Established as The Skamokawa Eagle in 1891
Citizens, state and local officials and environmental habitat groups think they may have a solution to the continuing flooding and erosion problems along Kandoll Road and Seal Slough.
Engineers from Cardno Entrix, a consultant working for the Columbia Land Trust, said a viable solution seems to be to create a new slough across the old Kandoll Farm to channel the water that surfaces on the farm into the Grays River to the south and away from Seal Slough to the north.
The concept drew nods of approval from several regulatory agencies, and the engineers said they could conduct modeling and expand their calculations to predict the project's chance of success.
Meanwhile, Ian Sinks, habitat manager for the land trust, said he'd meet with the groups that funded the Kandoll project in the first place to see if they would accept the changes.

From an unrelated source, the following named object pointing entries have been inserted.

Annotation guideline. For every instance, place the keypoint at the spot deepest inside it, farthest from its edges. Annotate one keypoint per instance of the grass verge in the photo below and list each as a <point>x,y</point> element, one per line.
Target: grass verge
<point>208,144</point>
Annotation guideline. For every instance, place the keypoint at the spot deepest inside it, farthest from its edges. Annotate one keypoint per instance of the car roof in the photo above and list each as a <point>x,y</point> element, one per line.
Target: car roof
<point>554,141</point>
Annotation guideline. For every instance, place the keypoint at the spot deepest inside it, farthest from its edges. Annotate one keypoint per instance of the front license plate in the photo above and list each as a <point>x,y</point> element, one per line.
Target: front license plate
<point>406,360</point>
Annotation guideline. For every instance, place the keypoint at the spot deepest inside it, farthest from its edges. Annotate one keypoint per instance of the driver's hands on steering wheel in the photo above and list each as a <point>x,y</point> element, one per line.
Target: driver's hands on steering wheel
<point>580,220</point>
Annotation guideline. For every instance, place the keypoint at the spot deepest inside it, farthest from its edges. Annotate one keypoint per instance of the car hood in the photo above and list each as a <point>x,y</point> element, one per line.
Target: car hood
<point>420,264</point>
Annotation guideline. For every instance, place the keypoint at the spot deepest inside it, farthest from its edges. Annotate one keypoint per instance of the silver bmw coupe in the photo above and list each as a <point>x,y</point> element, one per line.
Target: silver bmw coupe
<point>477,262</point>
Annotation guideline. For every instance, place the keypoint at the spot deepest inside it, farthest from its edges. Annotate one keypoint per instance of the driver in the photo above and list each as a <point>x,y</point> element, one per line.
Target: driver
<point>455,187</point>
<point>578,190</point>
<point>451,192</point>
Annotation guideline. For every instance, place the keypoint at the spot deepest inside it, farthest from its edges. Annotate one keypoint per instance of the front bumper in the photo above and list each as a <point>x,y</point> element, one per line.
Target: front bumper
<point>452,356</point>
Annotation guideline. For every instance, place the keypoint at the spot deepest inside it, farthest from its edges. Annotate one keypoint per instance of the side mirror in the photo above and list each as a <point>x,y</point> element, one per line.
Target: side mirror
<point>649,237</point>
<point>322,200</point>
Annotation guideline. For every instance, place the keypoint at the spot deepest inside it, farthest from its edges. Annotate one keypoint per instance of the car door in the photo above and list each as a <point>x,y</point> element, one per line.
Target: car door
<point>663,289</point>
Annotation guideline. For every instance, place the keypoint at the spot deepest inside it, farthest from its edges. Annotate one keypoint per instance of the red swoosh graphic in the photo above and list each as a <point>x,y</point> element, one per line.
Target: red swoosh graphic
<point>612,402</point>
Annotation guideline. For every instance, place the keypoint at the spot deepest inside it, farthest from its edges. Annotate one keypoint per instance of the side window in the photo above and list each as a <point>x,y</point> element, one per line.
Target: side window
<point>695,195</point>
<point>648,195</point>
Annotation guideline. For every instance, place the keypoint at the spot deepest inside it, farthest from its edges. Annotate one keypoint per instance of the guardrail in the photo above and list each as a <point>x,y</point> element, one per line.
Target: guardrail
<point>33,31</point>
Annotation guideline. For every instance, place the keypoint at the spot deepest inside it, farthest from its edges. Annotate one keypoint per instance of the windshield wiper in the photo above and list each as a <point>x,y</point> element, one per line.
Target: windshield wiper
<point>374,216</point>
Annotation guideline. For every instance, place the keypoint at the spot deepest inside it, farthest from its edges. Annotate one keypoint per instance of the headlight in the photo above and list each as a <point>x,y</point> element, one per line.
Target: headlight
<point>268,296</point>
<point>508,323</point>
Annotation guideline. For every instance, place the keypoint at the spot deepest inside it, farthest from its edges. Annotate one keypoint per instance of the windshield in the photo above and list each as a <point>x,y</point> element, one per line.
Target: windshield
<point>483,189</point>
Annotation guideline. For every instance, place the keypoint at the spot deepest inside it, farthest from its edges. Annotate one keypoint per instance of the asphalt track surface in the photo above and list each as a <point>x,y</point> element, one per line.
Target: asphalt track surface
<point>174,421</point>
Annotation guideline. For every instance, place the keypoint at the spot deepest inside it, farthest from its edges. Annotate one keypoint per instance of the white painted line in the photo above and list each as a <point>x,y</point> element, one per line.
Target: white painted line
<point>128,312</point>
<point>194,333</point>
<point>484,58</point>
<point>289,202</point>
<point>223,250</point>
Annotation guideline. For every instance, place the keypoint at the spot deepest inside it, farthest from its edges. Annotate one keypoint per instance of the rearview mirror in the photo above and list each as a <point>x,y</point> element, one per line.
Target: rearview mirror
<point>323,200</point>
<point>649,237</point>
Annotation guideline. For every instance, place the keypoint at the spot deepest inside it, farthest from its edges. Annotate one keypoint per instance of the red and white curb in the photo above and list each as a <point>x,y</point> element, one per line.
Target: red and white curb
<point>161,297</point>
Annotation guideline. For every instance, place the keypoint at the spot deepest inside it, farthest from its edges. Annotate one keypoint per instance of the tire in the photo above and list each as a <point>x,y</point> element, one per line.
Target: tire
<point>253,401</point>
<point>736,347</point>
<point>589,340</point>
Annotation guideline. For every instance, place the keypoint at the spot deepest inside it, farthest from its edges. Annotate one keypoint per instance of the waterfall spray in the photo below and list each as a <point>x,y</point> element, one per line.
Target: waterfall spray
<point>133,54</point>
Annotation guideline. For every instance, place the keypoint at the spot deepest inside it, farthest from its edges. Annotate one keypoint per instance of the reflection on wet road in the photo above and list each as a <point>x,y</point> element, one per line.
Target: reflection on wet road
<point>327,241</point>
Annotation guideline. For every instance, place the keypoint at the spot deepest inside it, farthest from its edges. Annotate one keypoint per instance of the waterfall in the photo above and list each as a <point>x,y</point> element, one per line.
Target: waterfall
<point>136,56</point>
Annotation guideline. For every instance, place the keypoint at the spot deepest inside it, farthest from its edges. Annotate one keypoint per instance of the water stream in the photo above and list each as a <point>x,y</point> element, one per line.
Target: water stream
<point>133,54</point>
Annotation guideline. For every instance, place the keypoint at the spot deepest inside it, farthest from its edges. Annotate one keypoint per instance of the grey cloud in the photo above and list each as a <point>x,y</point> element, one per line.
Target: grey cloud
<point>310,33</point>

That work won't be done until 2012.
The land trust purchased the farm and others in the area years ago. In 2005, they removed a tide gate and replaced it with two 14-foot culverts leading directly into Seal Slough. They breached the dike along Grays River to allow the farm to return to wetland status, and they raised Kandoll Road to become a dike which they thought would protect neighboring land owners. Instead, the dike seemed to prevent flood waters from flowing away from neighbors, and the culverts increased the current in Seal Slough to the point that the private diks are starting to sluff into the slough.
Westend residents expressed frustration that a solution may be at least a year away.
"This should have been done before they put it in in the first place," said Raven Webb, whose house has been a flooding victim. She has sold the property to the land trust this year and plans to move from the area.
"We are where we are, and we need to find a solution," said Lisa Marsyla, chair of the county board of commissioners.